The Bible teaches that God made humans with sexual desire and that said creation was very good (Genesis 1:26-27, 31, 2:24). God also made humans with other desires as well, and they also were considered as good. Yet once the first humans sinned, human desire was corrupted by sin and often directed in ways which God did not intend for them to go (cf. Romans 1:18-32, 5:12-18). Throughout both the Old and New Testaments people are not defined as “homosexual,” “heterosexual,” or “other” but are all humans who choose whether to behave sexually or not and with whom.

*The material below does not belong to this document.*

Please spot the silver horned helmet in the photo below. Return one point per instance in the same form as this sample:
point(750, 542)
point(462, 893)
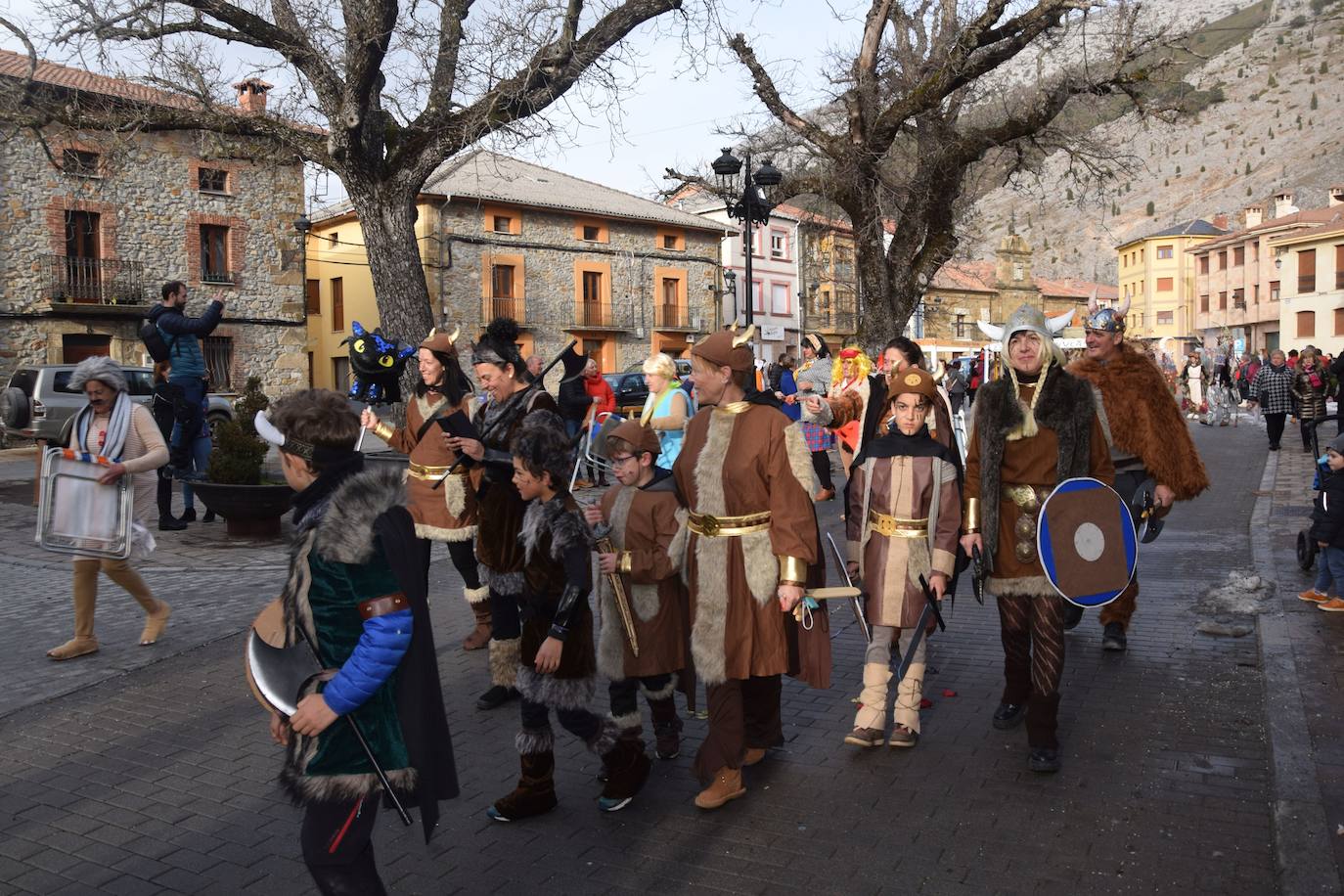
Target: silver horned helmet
point(1107, 320)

The Bible’s focus, therefore, is on proper sexual behavior opposed to improper sexual behavior: the only proper sexual behavior is between a man and a woman whom God has joined together in marriage (Matthew 19:1-9, Hebrews 13:4), and all other sexual behavior represents inappropriate exercise of sexual desires. This is why the Bible condemns homosexuality along with adultery, sensuality, and licentiousness, and, for that matter, idolatry, outbursts of anger, contentiousness, and so on: condemnation is not based on who people are but on what desires upon which they act to decide (1 Corinthians 6:9-11, Galatians 5:19-21).
Attempts to define people based on their sexual behavior cannot be consistently carried out in good conscience. If a person has a desire for children or for animals, does that mean that they should be defined by that desire, or should exercise it? If a person desires to have sexual relationships with multiple partners at the same time, is that “who he/she is” as a person? And what is to be done about those who choose not to be sexual at all, like the Lord Jesus?
Ultimately, sexuality is based less in identity and more in behavior. Humans were not designed to be lustful animals acting only on impulse; God made humans in His image to discipline their passions through self-control and sober thinking (Genesis 1:26-27, 1 Peter 4:7). We are not a certain sexuality like we are a certain race, ethnicity, or nationality; we are people who choose to behave in sexual ways properly, improperly, or not at all, as with consumption of alcohol, the use of speech, and other similar behaviors (cf. Galatians 5:19-24). Let us recognize that the exercise of sexuality is behavior, not identity, and seek to honor and serve God through our choices regarding sexuality!